[Mesa-dev] [PATCH 08/22] i965/gs: Allocate URB space for use by GS.
Paul Berry
stereotype441 at gmail.com
Thu Aug 29 08:21:19 PDT 2013
On 28 August 2013 21:00, Kenneth Graunke <kenneth at whitecape.org> wrote:
> On 08/26/2013 03:12 PM, Paul Berry wrote:
>
>> Previously, we gave all of the URB space (other than the small amount
>> that is used for push constants) to the vertex shader. However, when
>> a geometry shader is active, we need to divide it up between the
>> vertex and geometry shaders.
>>
>> The size of the URB entries for the vertex and geometry shaders can
>> vary dramatically from one shader to the next. So it doesn't make
>> sense to simply split the available space in two. In particular:
>>
>> - On Ivy Bridge GT1, this would not leave enough space for the worst
>> case geometry shader, which requires 64k of URB space.
>>
>> - Due to hardware-imposed limits on the maximum number of URB entries,
>> sometimes a given shader stage will only be capable of using a small
>> amount of URB space. When this happens, it may make sense to
>> allocate substantially less than half of the available space to that
>> stage.
>>
>> Our algorithm for dividing space between the two stages is to first
>> compute (a) the minimum amount of URB space that each stage needs in
>> order to function properly, and (b) the amount of additional URB space
>> that each stage "wants" (i.e. that it would be capable of making use
>> of).
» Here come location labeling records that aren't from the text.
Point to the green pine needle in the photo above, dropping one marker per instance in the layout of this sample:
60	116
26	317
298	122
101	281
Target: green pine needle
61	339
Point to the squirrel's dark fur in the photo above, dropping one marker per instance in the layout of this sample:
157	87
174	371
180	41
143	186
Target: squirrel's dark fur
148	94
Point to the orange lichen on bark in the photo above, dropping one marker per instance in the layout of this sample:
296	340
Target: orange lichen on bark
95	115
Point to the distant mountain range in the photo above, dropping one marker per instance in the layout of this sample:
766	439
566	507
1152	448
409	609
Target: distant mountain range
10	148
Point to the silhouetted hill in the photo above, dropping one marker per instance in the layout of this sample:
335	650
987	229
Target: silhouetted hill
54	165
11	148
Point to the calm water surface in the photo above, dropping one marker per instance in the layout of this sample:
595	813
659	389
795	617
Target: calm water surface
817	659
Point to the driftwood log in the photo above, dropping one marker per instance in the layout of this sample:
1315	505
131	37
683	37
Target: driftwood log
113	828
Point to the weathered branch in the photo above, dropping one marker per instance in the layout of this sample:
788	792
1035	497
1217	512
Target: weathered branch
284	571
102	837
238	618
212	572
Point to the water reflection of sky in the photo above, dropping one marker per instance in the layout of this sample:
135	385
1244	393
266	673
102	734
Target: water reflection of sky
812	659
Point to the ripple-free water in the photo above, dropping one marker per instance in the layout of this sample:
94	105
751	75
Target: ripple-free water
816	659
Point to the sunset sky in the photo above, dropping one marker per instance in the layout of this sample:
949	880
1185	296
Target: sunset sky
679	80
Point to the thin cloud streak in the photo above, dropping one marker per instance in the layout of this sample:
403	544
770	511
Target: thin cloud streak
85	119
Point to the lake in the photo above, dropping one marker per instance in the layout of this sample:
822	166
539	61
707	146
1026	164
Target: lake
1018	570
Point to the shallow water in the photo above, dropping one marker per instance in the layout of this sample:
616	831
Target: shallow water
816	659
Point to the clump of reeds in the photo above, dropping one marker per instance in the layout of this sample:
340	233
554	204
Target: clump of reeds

If the total amount of space available is not enough to satisfy
>> needs + wants, then each stage's "wants" amount is scaled back by the
>> same factor in order to fit.
>>
>> When only a vertex shader is active, this algorithm produces
>> equivalent results to the old algorithm (if the vertex shader stage
>> can make use of all the available URB space, we assign all the space
>> to it; if it can't, we let it use as much as it can).
>>
>> In the future, when we need to support tessellation control and
>> tessellation evaluation pipeline stages, it should be straightforward
>> to expand this algorithm to cover them.
>>
>> v2: Use "unsigned" rather than "GLuint".
>> ---
>> src/mesa/drivers/dri/i965/brw_**context.h | 6 +-
>> src/mesa/drivers/dri/i965/**gen7_blorp.cpp | 16 ++--
>> src/mesa/drivers/dri/i965/**gen7_urb.c | 155
>> +++++++++++++++++++++++++-----**-
>> 3 files changed, 142 insertions(+), 35 deletions(-)
>>
>> diff --git a/src/mesa/drivers/dri/i965/**brw_context.h
>> b/src/mesa/drivers/dri/i965/**brw_context.h
>> index be5175f..77f2a6b 100644
>> --- a/src/mesa/drivers/dri/i965/**brw_context.h
>> +++ b/src/mesa/drivers/dri/i965/**brw_context.h
>> @@ -1511,8 +1511,10 @@ void
>> gen7_allocate_push_constants(**struct brw_context *brw);
>>
>> void
>> -gen7_emit_urb_state(struct brw_context *brw, GLuint nr_vs_entries,
>> - GLuint vs_size, GLuint vs_start);
>> +gen7_emit_urb_state(struct brw_context *brw,
>> + unsigned nr_vs_entries, unsigned vs_size,
>> + unsigned vs_start, unsigned nr_gs_entries,
>> + unsigned gs_size, unsigned gs_start);
>>
>>
>>
>> diff --git a/src/mesa/drivers/dri/i965/**gen7_blorp.cpp
>> b/src/mesa/drivers/dri/i965/**gen7_blorp.cpp
>> index a387836..6c798b1 100644
>> --- a/src/mesa/drivers/dri/i965/**gen7_blorp.cpp
>> +++ b/src/mesa/drivers/dri/i965/**gen7_blorp.cpp
>> @@ -51,14 +51,16 @@ static void
>> gen7_blorp_emit_urb_config(**struct brw_context *brw,
>> const brw_blorp_params *params)
>> {
>> - /* The minimum valid value is 32. See 3DSTATE_URB_VS,
>> - * Dword 1.15:0 "VS Number of URB Entries".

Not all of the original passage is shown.